Causal Fingerprints of AI Generative Models
Hui Xu 1,2, Chi Liu 1,2, Congcong Zhu 1,2, Minghao Wang 1,2, Youyang Qu 3, Longxiang Gao 3
Published on arXiv
2509.15406
Output Integrity Attack
OWASP ML Top 10 — ML09
Key Finding
The proposed causal fingerprinting framework outperforms six representative baseline methods across multiple model attribution categories covering both GANs and diffusion models
Causal Fingerprint (CF) causality-decoupling framework
Novel technique introduced
AI generative models leave implicit traces in their generated images, which are commonly referred to as model fingerprints and are exploited for source attribution.

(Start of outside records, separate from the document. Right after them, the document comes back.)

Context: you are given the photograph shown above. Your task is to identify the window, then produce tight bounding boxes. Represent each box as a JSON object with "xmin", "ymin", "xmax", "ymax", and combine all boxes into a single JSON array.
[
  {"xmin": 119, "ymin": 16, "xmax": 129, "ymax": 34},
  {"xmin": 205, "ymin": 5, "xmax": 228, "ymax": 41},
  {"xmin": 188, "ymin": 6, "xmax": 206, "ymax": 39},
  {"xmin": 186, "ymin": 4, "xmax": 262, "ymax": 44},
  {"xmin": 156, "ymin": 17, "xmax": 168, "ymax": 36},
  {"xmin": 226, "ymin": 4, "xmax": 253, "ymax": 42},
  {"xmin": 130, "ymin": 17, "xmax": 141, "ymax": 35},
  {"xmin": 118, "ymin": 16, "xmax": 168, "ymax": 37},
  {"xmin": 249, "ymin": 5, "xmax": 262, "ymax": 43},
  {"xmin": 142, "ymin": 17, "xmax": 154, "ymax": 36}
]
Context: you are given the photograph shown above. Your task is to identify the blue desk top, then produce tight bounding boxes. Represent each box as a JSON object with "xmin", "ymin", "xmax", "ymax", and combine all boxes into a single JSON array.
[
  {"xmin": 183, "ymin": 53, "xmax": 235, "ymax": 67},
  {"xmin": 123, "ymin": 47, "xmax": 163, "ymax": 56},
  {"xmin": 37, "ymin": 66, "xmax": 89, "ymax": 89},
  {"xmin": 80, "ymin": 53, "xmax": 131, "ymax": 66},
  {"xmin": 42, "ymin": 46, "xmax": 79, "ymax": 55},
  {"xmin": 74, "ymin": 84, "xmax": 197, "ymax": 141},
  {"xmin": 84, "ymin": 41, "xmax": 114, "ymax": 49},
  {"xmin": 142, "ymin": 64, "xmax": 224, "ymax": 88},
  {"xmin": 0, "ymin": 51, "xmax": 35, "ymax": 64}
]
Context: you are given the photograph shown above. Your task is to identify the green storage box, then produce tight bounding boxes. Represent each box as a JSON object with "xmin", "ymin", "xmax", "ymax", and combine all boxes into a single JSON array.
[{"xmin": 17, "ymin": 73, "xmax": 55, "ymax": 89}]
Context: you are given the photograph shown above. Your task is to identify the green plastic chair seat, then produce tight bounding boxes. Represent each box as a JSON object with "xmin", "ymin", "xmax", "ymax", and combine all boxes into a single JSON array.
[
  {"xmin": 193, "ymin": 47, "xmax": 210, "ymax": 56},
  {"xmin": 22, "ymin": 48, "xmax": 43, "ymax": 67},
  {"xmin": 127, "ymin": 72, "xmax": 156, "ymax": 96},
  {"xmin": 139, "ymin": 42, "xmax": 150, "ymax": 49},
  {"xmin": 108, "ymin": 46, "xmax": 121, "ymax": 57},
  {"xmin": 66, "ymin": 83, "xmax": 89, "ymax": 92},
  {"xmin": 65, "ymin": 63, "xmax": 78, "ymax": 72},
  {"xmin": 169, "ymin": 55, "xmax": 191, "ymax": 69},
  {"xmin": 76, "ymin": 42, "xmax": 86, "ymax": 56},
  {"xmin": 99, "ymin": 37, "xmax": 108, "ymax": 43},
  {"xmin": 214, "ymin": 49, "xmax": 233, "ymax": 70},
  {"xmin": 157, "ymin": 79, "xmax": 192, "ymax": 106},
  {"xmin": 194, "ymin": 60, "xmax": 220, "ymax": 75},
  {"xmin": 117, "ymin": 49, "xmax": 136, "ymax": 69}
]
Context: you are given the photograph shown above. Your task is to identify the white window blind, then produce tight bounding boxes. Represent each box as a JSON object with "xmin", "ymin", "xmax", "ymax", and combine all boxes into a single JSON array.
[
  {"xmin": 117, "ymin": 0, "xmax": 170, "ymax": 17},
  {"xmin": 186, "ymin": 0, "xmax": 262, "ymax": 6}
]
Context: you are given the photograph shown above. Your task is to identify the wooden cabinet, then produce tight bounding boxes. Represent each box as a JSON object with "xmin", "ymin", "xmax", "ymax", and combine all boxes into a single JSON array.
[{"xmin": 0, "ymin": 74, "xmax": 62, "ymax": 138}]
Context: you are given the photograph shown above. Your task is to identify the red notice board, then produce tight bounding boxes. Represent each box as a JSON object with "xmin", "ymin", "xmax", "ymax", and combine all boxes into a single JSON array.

Prior methods rely on model-specific cues or synthesis artifacts, yielding limited fingerprints that may generalize poorly across different generative models. We argue that a complete model fingerprint should reflect the causality between image provenance and model traces, a direction largely unexplored. To this end, we conceptualize the \emph{causal fingerprint} of generative models, and propose a causality-decoupling framework that disentangles it from image-specific content and style in a semantic-invariant latent space derived from pre-trained diffusion reconstruction residual. We further enhance fingerprint granularity with diverse feature representations. We validate causality by assessing attribution performance across representative GANs and diffusion models and by achieving source anonymization using counterfactual examples generated from causal fingerprints. Experiments show our approach outperforms existing methods in model attribution, indicating strong potential for forgery detection, model copyright tracing, and identity protection.
Key Contributions
- First formal definition of causal fingerprints for AI generative models, grounding source attribution in causality between image provenance and model traces
- Causality-decoupling framework that disentangles causal fingerprints from image content and style in a semantics-invariant latent space derived from pretrained diffusion reconstruction residuals
- Source anonymization method using counterfactual causal fingerprints combined with fingerprint-constrained PGD adversarial perturbations to obfuscate image origin
🛡️ Threat Analysis
The paper's primary contribution is a novel forensic technique for content provenance — extracting inherent model traces (causal fingerprints) from AI-generated images to attribute them to their source generative model. This directly addresses output integrity and AI-generated content attribution. The anonymization component (defeating attribution via counterfactual fingerprints) is also an ML09 attack on content provenance systems.